CAP Theorem

CAP Theorem

Introduction

CAP theorem is a concept that a distributed system can only have two of the following three properties:

  • Consistency: All nodes see the same data at the same time.

  • Availability: Every request gets a response on success/failure.

  • Partition Tolerance: The system continues to operate despite network partitions.

It's important to mention that the CAP theorem doesn't apply to single-node databases. It only applies to distributed systems, systems that run on multiple nodes.

It doesn't apply to single-node databases because they don't have to deal with network partitions. With a single-node database, you can have consistency and availability simultaneously.

What can we pick?

You may think we can pick any two of the three properties, but that's not the case.

Partition tolerance is a must in a distributed system because network partitions are inevitable. By network partition, I mean that some nodes can't communicate with other nodes. Imagine a system where we have a leader node and some follower nodes. If the leader node can't communicate with the followers, we have a network partition. So, you can't pick Consistency and Availability (CA).

This means you can choose either Consistency and Partition Tolerance (CP) or Availability and Partition Tolerance (AP).

Consistency

Consistency means that every single read on any node returns the most recent write. This is the strongest consistency model. If you have a consistent system, you can be sure that all nodes see the same data simultaneously.

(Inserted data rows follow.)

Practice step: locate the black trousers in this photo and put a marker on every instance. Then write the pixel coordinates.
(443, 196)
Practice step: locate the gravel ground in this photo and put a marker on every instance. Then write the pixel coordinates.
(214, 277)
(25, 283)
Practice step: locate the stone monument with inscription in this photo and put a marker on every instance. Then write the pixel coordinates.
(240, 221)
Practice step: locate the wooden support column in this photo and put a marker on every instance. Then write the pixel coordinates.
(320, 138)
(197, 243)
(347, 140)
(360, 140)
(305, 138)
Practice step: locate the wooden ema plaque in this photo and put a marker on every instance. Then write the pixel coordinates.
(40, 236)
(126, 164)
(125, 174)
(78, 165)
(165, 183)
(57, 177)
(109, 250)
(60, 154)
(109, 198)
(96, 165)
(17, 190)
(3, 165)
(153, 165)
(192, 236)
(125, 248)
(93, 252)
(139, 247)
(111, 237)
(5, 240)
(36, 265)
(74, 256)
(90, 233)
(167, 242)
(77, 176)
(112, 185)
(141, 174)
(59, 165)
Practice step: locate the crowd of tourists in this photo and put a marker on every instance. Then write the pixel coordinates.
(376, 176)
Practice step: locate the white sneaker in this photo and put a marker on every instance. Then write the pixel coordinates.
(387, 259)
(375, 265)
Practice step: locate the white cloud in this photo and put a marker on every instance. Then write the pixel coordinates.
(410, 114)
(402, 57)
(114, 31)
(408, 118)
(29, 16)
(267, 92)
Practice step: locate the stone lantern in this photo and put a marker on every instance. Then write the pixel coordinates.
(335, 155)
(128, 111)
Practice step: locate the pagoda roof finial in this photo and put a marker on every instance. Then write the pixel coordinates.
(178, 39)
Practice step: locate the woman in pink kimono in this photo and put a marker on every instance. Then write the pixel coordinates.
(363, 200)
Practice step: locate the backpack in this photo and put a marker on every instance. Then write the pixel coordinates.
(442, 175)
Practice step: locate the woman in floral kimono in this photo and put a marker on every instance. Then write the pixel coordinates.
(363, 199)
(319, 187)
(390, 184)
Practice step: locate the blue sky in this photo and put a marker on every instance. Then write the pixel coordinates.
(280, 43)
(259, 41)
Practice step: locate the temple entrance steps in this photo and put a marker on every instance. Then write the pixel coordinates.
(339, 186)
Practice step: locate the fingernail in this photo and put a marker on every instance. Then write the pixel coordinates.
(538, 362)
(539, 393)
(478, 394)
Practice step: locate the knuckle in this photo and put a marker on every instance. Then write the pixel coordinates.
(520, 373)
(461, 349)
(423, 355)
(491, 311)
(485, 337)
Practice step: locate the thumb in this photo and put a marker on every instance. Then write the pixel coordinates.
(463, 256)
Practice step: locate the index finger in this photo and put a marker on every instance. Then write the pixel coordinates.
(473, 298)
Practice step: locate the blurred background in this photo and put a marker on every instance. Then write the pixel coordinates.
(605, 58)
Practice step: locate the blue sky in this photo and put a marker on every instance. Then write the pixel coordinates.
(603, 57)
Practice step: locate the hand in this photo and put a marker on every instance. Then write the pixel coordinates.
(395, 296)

The upside of consistency is that your users will always see the most recent data. The downside is that it can't serve requests if a node can't communicate with the other nodes. This means that if you have a consistent system, you can't be available when there is a network partition (a node can't communicate with the other nodes).

Availability

Availability means that every request gets a response on success/failure. This is the strongest availability model. If you have an available system, you can ensure that every request receives a response.

The upside of availability is that your system can serve requests even when there is a network partition. The downside is that your users may see stale data. This is because if a node can't communicate with the other nodes, it can't be sure it has the most recent data.

Consistency or Availability?

If the system must always return the most recent data, such as in banking systems, you should pick Consistency over Availability. If the system must always be available, such as in social networks, you should pick Availability over Consistency.

It's different for every system, and you must decide what is more important for your system.